The Commission on Special Educational Needs, set up by the Conservative Party in July 2005, and chaired by Sir Robert Balchin, published a first interim report on its findings on 2 December 2005. The report is based on a wide range of both oral and written evidence, much of which highlights concerns about the statutory SEN framework and statementing in particular.
– The procedure is considered by most respondents to be too long and too costly and there is considerable unease about the fact that LEAs are both the assessors of children’s needs, paymasters of the funding, often suppliers of the special needs services and also admissions authorities for many schools. Rightly or wrongly, many parents consider that the ‘statement’ is often made to fit the cash available. – The appeals system is thought to be unnecessarily adversarial, expensive and long drawn out. – There is much dissatisfaction amongst parents concerning the paucity of special schools and the unsuitability of many mainstream schools for their children. Many have made the point that their children are being made to suffer difficulties at schools because of the government’s policy of ‘inclusion’. – There is much concern among heads and governors of mainstream schools that, without their consent, their schools may be named on a ‘statement’ and they are then obliged to take a pupil for whom they can offer little or no appropriate provision. – Heads and teachers have also submitted that the presence in mainstream classrooms of large numbers of adult assistants in support of special needs children can distort the education of mainstream pupils. – Parents and teachers have recorded their frustration at the lack of coordination and information sharing amongst the various agencies involved in ‘statementing’ and special needs provision.

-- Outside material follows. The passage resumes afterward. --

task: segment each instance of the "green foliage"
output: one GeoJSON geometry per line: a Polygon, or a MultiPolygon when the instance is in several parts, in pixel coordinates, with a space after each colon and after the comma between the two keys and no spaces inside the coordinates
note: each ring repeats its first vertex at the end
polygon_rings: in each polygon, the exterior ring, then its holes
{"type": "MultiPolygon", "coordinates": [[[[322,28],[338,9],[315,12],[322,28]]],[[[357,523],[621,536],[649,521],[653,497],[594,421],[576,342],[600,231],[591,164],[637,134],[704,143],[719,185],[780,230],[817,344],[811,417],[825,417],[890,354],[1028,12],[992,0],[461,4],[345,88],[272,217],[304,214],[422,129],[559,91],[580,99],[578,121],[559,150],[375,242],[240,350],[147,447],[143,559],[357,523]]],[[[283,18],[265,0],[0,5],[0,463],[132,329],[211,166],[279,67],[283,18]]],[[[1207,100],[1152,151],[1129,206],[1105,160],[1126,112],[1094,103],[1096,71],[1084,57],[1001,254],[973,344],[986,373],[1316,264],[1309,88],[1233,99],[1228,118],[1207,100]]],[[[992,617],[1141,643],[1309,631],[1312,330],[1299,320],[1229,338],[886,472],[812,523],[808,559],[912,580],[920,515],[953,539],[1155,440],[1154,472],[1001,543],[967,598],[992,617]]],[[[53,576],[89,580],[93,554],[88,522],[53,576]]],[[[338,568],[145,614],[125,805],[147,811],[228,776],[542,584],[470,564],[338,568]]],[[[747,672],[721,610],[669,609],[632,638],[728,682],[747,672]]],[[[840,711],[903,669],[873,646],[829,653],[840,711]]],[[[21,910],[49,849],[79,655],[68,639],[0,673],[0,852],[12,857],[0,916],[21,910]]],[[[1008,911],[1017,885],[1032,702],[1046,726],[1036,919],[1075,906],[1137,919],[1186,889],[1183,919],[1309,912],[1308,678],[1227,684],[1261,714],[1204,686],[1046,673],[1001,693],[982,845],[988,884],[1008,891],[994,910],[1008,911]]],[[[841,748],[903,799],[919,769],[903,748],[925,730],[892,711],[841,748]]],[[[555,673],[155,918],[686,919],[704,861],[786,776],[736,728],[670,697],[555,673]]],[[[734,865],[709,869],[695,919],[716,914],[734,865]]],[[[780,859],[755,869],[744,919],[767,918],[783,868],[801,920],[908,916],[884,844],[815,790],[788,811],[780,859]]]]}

– There is also concern that arbitrarily drawn boundaries often pressurise parents into a choice for their children that is inappropriate when there is a more suitable school nearby but in another LEA.
The report also notes that many children in mainstream could, gradually, be removed from ‘statemented’ provision if: a) schools are enabled to demand from them the good behaviour without which education cannot take place; b) reading, writing and number work are taught correctly in a structured and intensive way from an early age.

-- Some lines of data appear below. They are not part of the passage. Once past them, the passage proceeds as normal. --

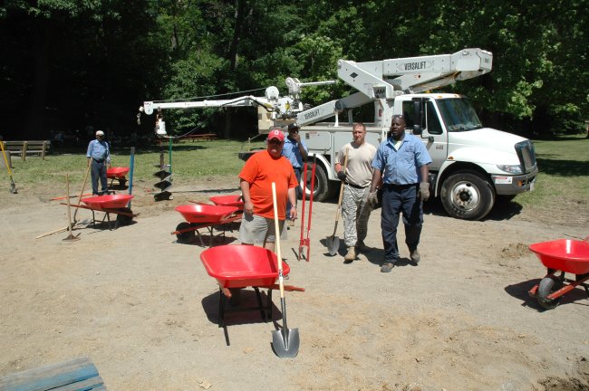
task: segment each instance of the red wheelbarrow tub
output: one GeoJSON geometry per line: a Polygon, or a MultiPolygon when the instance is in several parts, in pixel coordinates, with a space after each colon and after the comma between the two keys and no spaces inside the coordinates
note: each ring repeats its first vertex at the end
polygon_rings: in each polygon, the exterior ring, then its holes
{"type": "MultiPolygon", "coordinates": [[[[272,285],[278,278],[278,259],[270,250],[246,244],[212,247],[200,253],[200,261],[209,276],[221,288],[246,288],[272,285]]],[[[283,276],[290,267],[282,262],[283,276]]]]}
{"type": "Polygon", "coordinates": [[[241,196],[216,196],[208,198],[216,205],[221,206],[237,206],[240,211],[244,210],[244,202],[241,196]]]}
{"type": "Polygon", "coordinates": [[[188,223],[197,224],[217,224],[237,212],[235,206],[208,205],[182,205],[174,210],[179,212],[188,223]]]}
{"type": "Polygon", "coordinates": [[[589,272],[589,242],[558,239],[530,244],[529,249],[549,269],[574,274],[589,272]]]}
{"type": "Polygon", "coordinates": [[[86,204],[91,209],[100,211],[102,209],[126,207],[131,198],[133,198],[131,195],[97,196],[90,198],[82,198],[82,202],[86,204]]]}
{"type": "Polygon", "coordinates": [[[129,172],[129,167],[111,167],[106,170],[106,176],[109,178],[124,177],[129,172]]]}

Proposals for change The interim report, if implemented, is believed by the commission to: a) Allow profiles to be created more swiftly and at less cost than ‘statements’. b) Be seen by parents as fairer and more independent because the assessment, the funding and the provision will be supplied by different sources. c) Allow a fast and non-adversarial appeals system. d) Allow a greater choice for parents by making LEA boundaries obsolete for special needs purposes. e) Allow mainstream schools to innovate and develop, if they wish, various kinds of special needs provision. f) Encourage the growth of new special schools.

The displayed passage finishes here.